In the final scenes, Dolezal is seen officially changing her name; Rachel Dolezal becomes Nkechi Amare Diallo. Nkechi, short for Nkechinyere, means “what God has given” in the Nigerian Igbo language; Amare, if she chose it from Latin, means “beloved”; and Diallo means “bold” in Fulani (the Fula people are scattered across West Africa and the Sahel). Dolezal’s cultural appropriation has extended beyond US borders into cultures and peoples older than the US, cultures where the naming of a person is serious business. Though the name change made news last year, it is Dolezal’s last cringeworthy act in the film, preceding a collage of videos from mostly black women disavowing Dolezal’s identity as black or transracial.

Thus, Dolezal begins and ends as an unsympathetic figure. While her intentions are, to this day, theorized about, they will only ever be really known to her. Watching how she navigates the world in the film, she is easy to pathologize — and that is the good news. More than that, she is seen as acting in bad faith, weaponizing white supremacy and the inclusivity of blackness in order to put forward an identity that is not hers. Certainly, The Rachel Divide attempts nuance in conversations bigger than Dolezal, but it may be for an audience that is not open to it because of its central character. Moreover, given the shift in political mood from when Brownson started the film in 2015 to its release in 2018, it’s possible that there’s less tolerance for Dolezal now than there was then.

“Certainly when I started filming with President Obama, identity was the word of the year in 2015. We were having that conversation. We don't have the luxury in some ways of that conversation at the moment, because there are so many bigger, deeper, more frightening issues to deal with. I hope it doesn't mean people react more contentiously to the film,” Brownson said, adding, “I hope that people can see where there is discomfort in a thing, it's worth talking about, it's worth unpacking, and it doesn't have to be at the expense of these other issues that are more relevant and more important. But I guess it's impossible for me to predict.”
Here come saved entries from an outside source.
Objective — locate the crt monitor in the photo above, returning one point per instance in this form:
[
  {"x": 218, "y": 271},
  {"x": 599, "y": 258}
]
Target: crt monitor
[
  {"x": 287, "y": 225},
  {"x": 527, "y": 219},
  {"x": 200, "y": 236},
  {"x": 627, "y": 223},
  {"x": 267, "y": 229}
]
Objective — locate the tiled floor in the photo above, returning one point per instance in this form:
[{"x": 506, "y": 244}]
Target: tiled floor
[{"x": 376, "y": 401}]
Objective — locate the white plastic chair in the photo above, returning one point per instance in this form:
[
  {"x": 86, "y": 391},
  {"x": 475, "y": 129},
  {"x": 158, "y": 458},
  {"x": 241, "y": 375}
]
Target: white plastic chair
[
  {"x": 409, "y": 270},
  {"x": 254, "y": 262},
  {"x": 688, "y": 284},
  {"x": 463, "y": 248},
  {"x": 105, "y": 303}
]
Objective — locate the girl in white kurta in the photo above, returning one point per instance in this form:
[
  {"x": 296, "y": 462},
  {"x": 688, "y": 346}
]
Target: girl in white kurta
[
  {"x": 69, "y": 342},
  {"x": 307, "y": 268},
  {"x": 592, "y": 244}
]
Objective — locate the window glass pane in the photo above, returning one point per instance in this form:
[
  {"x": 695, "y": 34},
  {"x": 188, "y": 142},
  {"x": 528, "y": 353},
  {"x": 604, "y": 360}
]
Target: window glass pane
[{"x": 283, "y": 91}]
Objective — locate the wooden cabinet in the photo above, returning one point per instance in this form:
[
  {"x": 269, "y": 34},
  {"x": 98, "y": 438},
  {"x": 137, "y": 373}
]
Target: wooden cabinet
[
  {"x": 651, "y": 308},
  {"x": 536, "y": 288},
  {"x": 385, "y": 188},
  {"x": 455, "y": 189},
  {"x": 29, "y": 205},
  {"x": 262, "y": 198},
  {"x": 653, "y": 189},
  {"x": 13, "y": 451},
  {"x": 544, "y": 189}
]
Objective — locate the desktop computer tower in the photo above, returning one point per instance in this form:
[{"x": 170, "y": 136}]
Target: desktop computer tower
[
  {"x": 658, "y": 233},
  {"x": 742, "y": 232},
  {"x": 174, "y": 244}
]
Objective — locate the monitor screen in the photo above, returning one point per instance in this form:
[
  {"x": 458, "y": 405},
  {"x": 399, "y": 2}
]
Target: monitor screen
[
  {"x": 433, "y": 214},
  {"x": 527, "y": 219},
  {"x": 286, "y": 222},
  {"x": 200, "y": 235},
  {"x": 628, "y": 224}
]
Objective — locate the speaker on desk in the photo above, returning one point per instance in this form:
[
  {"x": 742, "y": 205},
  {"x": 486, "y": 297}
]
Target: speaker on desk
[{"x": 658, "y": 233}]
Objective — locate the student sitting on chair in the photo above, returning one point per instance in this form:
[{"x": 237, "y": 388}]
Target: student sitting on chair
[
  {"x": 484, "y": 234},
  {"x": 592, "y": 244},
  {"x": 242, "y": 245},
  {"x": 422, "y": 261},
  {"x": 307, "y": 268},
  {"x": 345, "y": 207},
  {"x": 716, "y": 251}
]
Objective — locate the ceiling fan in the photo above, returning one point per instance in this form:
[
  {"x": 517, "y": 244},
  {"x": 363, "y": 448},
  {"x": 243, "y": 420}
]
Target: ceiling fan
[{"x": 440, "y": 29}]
Maybe, and maybe not. But judging by first reactions to the trailer and second reactions from critics, Dolezal has already taken up too much space. If people watch the film, if they can get over the ethical dilemma of the film being made at all, they may be in no mood for scholastic rigor. Instead, The Rachel Divide might be watched the same way Dolezal is seen — as a spectacle. If so, it won’t matter what The Rachel Divide does as a piece of film or as a contribution to culture, because the intellectual exercise was doomed before it began. Like Dolezal’s book that sold just over 500 copies — a damning note that concludes the documentary — The Rachel Divide may not be able to overcome its star.